Question

attempt 1: 10 attempts remaining. the profit, in dollars, from selling x number of magazines is given by: $p(x) = 2x + sqrt{3x + 11}$ find the rate of change of profit when 200 magazines are sold. (round your answer to the nearest dollar.) the profit is? by? submit answer next item

Explanation:

Step1: Find the derivative of \( P(x) \)

The profit function is \( P(x) = 2x+\sqrt{3x + 11} \). We can rewrite \( \sqrt{3x + 11} \) as \( (3x + 11)^{\frac{1}{2}} \). Using the power rule and the chain rule, the derivative \( P'(x) \) is:
The derivative of \( 2x \) with respect to \( x \) is \( 2 \). For the second term, using the chain rule \( \frac{d}{dx}(u^{\frac{1}{2}})=\frac{1}{2}u^{-\frac{1}{2}}\cdot u' \) where \( u = 3x + 11 \) and \( u'=3 \). So the derivative of \( (3x + 11)^{\frac{1}{2}} \) is \( \frac{1}{2}(3x + 11)^{-\frac{1}{2}}\cdot3=\frac{3}{2\sqrt{3x + 11}} \). Thus, \( P'(x)=2+\frac{3}{2\sqrt{3x + 11}} \)

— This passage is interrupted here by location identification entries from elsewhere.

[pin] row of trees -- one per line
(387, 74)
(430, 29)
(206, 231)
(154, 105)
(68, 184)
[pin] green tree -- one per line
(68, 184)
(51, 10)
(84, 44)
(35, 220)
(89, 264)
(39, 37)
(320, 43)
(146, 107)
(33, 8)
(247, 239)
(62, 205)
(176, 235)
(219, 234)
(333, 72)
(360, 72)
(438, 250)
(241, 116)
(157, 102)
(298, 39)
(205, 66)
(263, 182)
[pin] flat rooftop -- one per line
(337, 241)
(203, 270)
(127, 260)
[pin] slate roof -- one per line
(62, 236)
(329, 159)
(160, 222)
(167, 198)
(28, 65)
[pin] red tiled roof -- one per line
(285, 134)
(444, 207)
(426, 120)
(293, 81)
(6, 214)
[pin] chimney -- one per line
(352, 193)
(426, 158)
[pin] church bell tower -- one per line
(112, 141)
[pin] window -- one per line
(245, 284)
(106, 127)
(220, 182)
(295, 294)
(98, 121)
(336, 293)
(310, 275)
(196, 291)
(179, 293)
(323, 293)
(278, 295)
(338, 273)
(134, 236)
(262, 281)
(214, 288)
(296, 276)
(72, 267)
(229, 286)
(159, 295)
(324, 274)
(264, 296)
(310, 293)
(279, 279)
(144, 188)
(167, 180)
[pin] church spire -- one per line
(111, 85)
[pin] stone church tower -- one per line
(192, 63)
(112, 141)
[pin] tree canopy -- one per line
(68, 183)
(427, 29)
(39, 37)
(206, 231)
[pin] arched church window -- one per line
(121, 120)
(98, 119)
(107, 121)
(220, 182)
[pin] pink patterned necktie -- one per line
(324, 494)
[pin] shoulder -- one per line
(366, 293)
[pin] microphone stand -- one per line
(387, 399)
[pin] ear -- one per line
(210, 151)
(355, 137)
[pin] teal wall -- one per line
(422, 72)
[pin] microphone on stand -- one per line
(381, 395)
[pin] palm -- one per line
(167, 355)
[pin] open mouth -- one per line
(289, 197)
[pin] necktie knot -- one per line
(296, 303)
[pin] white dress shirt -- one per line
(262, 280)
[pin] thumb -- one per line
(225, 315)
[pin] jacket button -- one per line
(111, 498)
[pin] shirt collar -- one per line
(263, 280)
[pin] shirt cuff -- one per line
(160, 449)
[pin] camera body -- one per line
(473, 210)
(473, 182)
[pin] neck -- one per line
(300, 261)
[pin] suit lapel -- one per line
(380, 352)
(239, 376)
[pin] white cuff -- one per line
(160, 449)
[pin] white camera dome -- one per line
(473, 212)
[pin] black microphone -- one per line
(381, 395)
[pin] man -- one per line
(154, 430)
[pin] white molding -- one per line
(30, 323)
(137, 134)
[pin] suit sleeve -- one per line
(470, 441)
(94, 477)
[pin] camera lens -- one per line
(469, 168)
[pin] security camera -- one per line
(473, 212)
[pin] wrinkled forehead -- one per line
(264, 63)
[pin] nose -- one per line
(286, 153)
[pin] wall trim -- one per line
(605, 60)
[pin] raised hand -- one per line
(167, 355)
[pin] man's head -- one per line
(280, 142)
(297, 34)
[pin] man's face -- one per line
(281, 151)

Step2: Evaluate \( P'(x) \) at \( x = 200 \)

Substitute \( x = 200 \) into \( P'(x) \):
First, calculate the value inside the square root: \( 3x+11=3\times200 + 11=600+11 = 611 \)
Then, \( \sqrt{611}\approx24.72 \)
Now, \( \frac{3}{2\sqrt{611}}\approx\frac{3}{2\times24.72}=\frac{3}{49.44}\approx0.0607 \)
And \( P'(200)=2+\frac{3}{2\sqrt{611}}\approx2 + 0.0607=2.0607\approx2 \) (rounded to the nearest dollar)

Answer:

The rate of change of profit when 200 magazines are sold is approximately \( \$2 \) per magazine.